4 Common-sense Ways to Strengthen Social Security (that Bush won’t listen to)



click here for related stories: social security
2-15-05, 8:40am

In a press conference last week, President Bush claimed that he would listen to "any good idea" for protecting Social Security. So I thought of a few ideas, but I doubt they will make their way into his hands or his policies. He’s already demonstrated that he simply ignores opinions that he disagrees with.

Could it be that Bush wants a large deficit to make public programs like Social Security seem less stable?
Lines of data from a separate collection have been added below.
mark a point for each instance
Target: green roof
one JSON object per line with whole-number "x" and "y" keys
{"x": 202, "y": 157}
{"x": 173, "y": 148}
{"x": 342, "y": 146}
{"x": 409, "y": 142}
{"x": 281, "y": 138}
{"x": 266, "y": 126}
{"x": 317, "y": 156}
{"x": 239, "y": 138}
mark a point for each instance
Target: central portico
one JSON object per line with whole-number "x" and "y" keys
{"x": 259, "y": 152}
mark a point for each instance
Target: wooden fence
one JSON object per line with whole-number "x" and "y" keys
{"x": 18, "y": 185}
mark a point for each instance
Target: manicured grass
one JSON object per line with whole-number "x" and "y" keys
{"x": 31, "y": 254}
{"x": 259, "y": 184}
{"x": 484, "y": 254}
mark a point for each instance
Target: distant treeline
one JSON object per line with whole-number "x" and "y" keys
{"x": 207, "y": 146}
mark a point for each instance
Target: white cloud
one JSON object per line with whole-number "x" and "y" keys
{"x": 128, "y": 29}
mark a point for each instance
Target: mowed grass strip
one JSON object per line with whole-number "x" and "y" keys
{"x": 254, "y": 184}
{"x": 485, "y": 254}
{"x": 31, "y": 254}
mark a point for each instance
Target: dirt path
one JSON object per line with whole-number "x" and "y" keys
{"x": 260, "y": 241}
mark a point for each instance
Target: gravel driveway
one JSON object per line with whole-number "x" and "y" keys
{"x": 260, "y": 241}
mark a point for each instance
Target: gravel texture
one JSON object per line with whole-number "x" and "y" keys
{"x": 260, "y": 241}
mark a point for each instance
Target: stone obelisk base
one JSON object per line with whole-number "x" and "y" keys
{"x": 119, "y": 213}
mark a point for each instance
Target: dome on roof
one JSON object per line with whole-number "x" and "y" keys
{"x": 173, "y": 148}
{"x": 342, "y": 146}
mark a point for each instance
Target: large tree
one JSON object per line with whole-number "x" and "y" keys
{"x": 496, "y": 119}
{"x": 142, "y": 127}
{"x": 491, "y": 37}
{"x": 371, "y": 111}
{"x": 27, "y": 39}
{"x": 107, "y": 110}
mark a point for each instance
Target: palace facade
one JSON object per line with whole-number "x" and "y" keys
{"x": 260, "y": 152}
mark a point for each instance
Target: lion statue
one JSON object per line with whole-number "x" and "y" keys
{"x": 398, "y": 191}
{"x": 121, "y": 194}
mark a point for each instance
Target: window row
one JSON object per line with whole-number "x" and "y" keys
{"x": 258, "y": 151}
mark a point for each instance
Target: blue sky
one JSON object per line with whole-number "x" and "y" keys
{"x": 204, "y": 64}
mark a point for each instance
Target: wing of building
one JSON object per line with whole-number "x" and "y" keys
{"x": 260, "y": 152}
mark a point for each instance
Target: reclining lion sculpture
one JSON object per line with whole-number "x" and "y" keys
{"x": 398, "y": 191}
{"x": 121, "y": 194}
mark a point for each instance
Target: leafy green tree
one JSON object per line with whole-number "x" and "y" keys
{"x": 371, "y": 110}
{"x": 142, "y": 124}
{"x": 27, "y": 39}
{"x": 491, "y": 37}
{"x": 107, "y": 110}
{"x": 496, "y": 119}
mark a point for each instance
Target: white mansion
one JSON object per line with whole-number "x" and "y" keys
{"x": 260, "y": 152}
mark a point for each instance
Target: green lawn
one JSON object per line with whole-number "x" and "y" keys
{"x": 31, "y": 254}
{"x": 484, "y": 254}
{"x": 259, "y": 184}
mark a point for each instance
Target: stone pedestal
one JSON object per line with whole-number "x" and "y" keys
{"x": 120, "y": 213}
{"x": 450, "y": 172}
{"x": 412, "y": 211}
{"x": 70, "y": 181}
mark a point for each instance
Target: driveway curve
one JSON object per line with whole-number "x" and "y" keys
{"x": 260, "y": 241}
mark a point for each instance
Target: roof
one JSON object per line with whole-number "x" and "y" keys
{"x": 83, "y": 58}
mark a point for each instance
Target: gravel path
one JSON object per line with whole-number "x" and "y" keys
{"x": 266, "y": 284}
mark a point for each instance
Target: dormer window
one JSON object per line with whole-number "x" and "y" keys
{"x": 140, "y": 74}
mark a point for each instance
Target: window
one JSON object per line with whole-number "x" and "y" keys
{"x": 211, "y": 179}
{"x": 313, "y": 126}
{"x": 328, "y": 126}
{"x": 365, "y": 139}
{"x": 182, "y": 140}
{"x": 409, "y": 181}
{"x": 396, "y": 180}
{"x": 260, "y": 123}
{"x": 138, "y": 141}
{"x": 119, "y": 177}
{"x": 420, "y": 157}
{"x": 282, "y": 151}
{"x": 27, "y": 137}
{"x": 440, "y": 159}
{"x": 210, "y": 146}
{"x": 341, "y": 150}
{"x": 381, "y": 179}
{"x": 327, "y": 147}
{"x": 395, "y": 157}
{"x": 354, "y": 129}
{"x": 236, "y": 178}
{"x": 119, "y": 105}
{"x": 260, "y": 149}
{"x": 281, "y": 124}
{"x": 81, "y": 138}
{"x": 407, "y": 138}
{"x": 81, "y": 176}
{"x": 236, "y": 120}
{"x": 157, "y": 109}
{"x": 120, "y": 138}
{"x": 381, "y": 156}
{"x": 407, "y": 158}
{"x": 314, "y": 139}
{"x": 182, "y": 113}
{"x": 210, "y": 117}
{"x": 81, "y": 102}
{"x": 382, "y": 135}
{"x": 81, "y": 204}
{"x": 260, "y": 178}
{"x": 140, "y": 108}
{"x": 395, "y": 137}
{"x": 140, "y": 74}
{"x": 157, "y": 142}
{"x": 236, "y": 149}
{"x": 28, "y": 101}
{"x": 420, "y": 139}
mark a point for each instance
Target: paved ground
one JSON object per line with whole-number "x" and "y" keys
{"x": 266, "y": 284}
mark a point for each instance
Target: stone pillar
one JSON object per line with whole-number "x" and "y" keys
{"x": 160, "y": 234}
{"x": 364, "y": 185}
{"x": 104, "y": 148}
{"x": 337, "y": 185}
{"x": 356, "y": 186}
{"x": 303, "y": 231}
Before we get to my ideas, a little background. Bush believes that Social Security is in imminent fiscal crisis – well, at least it will be in 2042, as he admitted in the press conference. To prove this point, he uses conservative estimates developed by the Social Security Trustees based on forecasts that paint such a gloomy future for the economy that it would have to resemble some parts of the Great Depression in order to come true.

Ironically, if Bush’s team used the same data to make predictions about the deficit and the true cost of his tax cuts, honest Republicans would declare his 2006 budget proposal dead on arrival.

So let’s assume the picture isn’t as bad as he claims.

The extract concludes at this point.